Tier 1 — Universal (any programmer)

Symbols Domain
+ - * / % Arithmetic
< > <= >= === != Comparison
&& || unary_! Boolean logic
& | ^ ~ << >> >>> Bitwise (integral types)

Tier 2 — Scala-standard (Scala devs expect these)

Symbol Reads as Precedent
++ "concat" Seq.++
:+ "append" Seq.:+
+: "prepend" Seq.+:
/ "slash" / "child" Path composition
:= "assign" Config/template DSLs

Tier 3 — Domain-scoped DSL (obvious to practitioners of that domain)

Allowed only when ALL of these hold:

  1. Domain-native — The symbol mirrors notation that practitioners already use outside of Scala (CSS syntax, SQL operators, regex, math notation, etc.)
  2. Scoped — The operator lives inside a DSL-specific package/object, not in general-purpose APIs.
  3. Still aliases a named method — Rule 1 still applies, no exceptions.
  4. Documented at DSL entry point — A quick-reference table of the DSL's operators exists in its Scaladoc or docs page.
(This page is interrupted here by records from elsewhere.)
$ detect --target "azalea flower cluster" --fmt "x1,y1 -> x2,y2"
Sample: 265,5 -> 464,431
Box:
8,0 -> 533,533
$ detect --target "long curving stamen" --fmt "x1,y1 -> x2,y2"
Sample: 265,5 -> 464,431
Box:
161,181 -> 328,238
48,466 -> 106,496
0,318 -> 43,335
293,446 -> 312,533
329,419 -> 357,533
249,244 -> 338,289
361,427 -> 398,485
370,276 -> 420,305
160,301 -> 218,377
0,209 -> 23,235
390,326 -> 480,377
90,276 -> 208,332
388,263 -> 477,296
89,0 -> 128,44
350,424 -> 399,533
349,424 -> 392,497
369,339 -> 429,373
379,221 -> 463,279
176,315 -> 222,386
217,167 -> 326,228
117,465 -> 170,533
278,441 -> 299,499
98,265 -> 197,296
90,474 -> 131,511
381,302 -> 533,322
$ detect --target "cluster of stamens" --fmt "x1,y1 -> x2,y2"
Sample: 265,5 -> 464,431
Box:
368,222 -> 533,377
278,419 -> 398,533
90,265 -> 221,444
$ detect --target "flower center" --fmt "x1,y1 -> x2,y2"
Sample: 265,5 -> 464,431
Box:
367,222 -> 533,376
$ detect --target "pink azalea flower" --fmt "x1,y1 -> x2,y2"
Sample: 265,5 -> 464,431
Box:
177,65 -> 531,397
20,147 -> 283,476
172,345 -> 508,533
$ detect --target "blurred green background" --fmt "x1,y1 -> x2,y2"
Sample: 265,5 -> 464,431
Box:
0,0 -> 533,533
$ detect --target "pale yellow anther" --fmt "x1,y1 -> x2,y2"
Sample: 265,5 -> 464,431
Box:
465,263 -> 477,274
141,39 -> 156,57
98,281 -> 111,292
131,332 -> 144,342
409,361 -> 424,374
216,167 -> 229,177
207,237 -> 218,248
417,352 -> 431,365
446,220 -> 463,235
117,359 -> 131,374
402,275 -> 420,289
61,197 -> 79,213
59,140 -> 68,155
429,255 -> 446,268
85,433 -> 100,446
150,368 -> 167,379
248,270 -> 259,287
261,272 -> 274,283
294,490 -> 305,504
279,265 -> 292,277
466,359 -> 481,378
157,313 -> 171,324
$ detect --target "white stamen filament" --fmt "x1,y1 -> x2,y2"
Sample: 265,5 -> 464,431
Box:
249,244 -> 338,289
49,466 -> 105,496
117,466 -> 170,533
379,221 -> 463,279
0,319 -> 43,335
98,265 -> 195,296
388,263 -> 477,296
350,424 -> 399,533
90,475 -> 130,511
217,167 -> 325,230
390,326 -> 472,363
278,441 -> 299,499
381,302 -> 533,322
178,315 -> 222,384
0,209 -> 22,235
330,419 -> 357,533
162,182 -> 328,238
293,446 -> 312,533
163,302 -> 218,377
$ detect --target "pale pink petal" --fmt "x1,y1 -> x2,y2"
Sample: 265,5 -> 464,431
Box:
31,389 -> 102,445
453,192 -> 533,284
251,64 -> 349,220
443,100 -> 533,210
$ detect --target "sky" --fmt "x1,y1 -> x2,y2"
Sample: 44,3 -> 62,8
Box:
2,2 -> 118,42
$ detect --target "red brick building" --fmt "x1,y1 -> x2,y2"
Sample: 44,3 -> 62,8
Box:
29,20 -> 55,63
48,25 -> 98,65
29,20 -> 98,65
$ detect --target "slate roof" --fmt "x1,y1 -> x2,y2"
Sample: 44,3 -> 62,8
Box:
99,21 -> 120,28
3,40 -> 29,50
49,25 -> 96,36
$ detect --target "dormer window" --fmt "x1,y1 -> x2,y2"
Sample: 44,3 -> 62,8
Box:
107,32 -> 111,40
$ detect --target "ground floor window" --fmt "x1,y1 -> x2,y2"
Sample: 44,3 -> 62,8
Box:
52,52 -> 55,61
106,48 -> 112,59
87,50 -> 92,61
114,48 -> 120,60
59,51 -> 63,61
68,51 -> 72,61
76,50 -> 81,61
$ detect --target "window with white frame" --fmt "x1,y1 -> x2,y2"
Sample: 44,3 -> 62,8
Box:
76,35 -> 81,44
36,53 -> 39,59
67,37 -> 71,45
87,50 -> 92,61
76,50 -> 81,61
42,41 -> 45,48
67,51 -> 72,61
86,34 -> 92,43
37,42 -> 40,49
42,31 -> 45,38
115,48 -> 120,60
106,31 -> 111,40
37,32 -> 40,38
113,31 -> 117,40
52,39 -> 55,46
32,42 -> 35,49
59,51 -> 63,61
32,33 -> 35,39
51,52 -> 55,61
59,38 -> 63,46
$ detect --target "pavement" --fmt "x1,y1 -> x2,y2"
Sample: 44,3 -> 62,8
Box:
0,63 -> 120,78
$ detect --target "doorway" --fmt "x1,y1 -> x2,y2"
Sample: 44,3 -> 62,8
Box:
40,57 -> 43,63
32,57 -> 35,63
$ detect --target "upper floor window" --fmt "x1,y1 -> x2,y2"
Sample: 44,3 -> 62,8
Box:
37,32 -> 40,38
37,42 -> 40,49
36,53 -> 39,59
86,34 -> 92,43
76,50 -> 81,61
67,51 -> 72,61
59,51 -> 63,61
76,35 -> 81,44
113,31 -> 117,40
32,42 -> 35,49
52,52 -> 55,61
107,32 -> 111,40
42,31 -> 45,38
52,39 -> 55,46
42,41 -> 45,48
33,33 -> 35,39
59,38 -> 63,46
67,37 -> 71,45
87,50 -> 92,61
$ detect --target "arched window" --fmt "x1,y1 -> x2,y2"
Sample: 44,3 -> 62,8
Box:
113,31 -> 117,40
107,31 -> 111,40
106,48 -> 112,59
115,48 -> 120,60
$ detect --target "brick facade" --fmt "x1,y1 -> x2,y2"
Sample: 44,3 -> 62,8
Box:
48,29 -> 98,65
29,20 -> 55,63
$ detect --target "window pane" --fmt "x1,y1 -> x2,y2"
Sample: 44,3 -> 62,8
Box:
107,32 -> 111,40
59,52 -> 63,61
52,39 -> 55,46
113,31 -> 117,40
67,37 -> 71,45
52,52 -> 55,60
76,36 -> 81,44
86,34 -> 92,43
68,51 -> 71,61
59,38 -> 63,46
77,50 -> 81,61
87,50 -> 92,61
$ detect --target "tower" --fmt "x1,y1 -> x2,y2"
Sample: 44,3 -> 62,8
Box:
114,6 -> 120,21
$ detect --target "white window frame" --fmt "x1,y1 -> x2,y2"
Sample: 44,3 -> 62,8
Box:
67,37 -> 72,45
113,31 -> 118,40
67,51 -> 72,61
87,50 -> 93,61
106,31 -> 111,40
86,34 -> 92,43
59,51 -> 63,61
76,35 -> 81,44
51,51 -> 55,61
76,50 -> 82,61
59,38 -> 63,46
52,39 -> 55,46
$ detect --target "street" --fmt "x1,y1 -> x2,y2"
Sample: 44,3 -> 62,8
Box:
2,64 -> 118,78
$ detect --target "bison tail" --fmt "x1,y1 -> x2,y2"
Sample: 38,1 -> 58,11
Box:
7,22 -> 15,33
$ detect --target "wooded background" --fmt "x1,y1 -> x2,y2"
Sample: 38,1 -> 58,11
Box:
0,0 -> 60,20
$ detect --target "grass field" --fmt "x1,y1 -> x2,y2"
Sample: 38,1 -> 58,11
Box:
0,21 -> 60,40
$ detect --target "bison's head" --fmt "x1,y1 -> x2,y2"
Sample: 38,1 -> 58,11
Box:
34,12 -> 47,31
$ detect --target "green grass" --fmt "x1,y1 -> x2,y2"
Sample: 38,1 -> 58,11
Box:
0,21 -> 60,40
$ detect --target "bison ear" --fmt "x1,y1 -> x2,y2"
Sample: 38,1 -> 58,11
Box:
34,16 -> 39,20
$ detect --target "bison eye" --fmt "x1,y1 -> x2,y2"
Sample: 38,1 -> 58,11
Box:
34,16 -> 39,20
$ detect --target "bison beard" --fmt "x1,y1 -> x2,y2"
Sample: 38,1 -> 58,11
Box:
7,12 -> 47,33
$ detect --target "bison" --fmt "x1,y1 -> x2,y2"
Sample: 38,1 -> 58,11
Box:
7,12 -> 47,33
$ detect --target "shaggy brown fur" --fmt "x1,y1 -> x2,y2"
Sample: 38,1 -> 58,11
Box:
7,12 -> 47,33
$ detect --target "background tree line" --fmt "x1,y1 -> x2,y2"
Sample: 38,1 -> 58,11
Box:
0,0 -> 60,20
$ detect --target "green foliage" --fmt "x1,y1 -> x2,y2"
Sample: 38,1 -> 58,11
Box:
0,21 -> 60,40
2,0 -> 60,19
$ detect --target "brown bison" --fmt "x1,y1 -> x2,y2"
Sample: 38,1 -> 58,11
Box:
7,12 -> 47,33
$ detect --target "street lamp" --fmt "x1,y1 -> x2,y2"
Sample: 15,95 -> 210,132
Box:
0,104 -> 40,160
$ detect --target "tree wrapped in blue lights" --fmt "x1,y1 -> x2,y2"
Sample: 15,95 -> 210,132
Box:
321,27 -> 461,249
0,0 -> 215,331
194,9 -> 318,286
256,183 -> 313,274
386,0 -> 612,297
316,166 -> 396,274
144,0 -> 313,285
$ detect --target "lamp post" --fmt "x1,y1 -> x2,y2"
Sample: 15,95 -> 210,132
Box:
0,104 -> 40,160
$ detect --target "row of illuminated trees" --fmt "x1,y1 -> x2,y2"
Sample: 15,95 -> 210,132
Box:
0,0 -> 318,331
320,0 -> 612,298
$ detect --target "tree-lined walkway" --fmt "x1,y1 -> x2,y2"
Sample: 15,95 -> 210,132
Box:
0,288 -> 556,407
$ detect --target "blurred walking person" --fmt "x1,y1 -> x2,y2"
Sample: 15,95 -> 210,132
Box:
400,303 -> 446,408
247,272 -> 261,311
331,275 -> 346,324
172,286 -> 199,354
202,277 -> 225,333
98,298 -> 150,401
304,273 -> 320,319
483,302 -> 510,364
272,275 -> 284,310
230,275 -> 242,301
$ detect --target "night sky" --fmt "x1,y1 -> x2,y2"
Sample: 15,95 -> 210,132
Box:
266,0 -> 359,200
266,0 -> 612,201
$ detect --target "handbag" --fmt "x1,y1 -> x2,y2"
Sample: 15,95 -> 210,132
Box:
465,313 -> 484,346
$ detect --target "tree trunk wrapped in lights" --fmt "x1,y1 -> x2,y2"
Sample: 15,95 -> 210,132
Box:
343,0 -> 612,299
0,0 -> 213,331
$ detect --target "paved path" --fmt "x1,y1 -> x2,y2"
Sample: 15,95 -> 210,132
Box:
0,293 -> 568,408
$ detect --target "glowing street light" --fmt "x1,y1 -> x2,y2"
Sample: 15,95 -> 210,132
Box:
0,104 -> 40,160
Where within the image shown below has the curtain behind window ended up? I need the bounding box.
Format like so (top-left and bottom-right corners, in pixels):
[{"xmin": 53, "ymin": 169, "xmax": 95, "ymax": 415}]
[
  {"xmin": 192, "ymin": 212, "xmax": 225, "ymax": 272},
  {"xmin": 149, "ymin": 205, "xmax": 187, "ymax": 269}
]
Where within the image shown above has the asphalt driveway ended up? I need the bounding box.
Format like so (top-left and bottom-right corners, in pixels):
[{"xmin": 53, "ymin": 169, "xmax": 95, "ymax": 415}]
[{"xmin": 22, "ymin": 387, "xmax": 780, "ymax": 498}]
Examples of what qualifies:

DSL Operator Why it's clear
CSS := for property values CSS devs write color: red — colon-assign is natural
CSS - in compound names CSS devs write font-size — hyphen is native CSS
HTML := for attributes href := "/home" reads like href="/home"
Path / for segments Universal path separator
JSON / for pointer paths RFC 6901 notation

Examples of what does NOT qualify:

Rejected Why
~> for CSS transitions Not how CSS notation works — invented symbolism
|+| for style merging Category theory, not CSS
>>> for selector chaining Multi-arrow chain, not domain-native

Banned (no exceptions)

  • Multi-arrow chains: >+> >=> >>> <<< ==> ~> <~
  • Category-theory art: |+| <*> <+> *> <* >>=
  • Ambiguous singles: <> ? postfix !
  • Unicode: η
  • Any symbol with 3+ distinct punctuation characters
  • Invented symbolism — symbols that look related to the domain but aren't actually used in it

Decision Flowchart

Tier 1 or 2?  → YES → Use it (alias a named method)
               → NO  → Is it domain-native for a scoped DSL?
                         → YES + all 4 criteria met → Use it (alias a named method)
                         → NO → Use a named method. Period.

Enforcement

  • Every def <symbol> delegates to a named def.
  • Named method appears first in source; symbolic alias follows.
  • Scaladoc goes on the named method, not the symbol.
  • Tier 3 operators require a DSL operator table in the package/module docs.